The trial was sponsored by the US government-funded National Institutes of Health (NIH) and the Diabetic Retinopathy Clinical Research Network, and compared Eylea versus Novartis' rival treatment Lucentis, and Roche's Avastin.
The trial came about because of extensive off-label prescribing of Avastin against eye diseases such as age-related macular degeneration (AMD) and Diabetic Macular Oedema by ophthalmologists, because of its much lower cost than Lucentis.
The latest data consolidates the superior profile of Eylea, first confirmed in an earlier release of data from the NIH trial last October.
The trial will help Regeneron and Bayer seize more share from Novartis' market leader Lucentis, sales of which rose 5 per cent in 2014 to $2.44 billion.

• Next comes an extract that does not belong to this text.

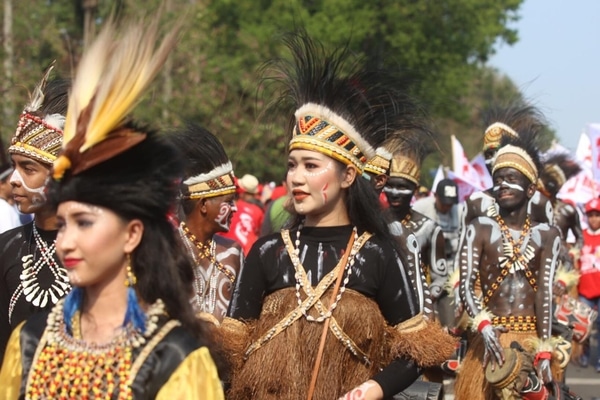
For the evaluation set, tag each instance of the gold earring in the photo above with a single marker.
(131, 278)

The comparative effectiveness study in patients with Diabetic Macular Oedema (Protocol T) was published in the New England Journal of Medicine and a corresponding slide set was posted online at DRCR.net. Eylea (aflibercept) Injection demonstrated significantly greater improvement on the primary endpoint of mean visual acuity letter score change at one year [Eylea +13 letters; bevacizumab (Avastin) +10; ranibizumab (Lucentis) +11].
"In this independent, government-sponsored diabetic macular oedema study, Eylea provided significantly greater efficacy, despite one fewer injection and fewer laser treatments than comparators," said George D Yancopoulos, chief scientific officer of Regeneron and president of Regeneron Laboratories. "The improvements with Eylea relative to alternative anti-VEGF therapies were particularly apparent in the group with moderate or worse vision loss at the start of the trial, where there was a greater opportunity to demonstrate gains in vision."
Italy dispute
The new NIH study adds further fuel to the controversy surrounding the therapy area, specifically the off-label use of Avastin.
Last week Europe's pharmaceutical industry organisation EFPIA launched a complaint against moves in Italy to allow off-label prescribing of Avastin to treat AMD. EFPIA, along with the European Confederation of Pharmaceutical Entrepreneurs (EUCOPE) and the European association for bio-industries (EuropaBio) says Italy's regulations "infringe and undermine the European Union's marketing authorisation system," and therefore also pose a risk to patient safety.
The group also says the actions go against against a European Court of Justice ruling which indicated that EU countries may not use off-label prescribing as a cost-containment measure in cases where approved alternatives exist.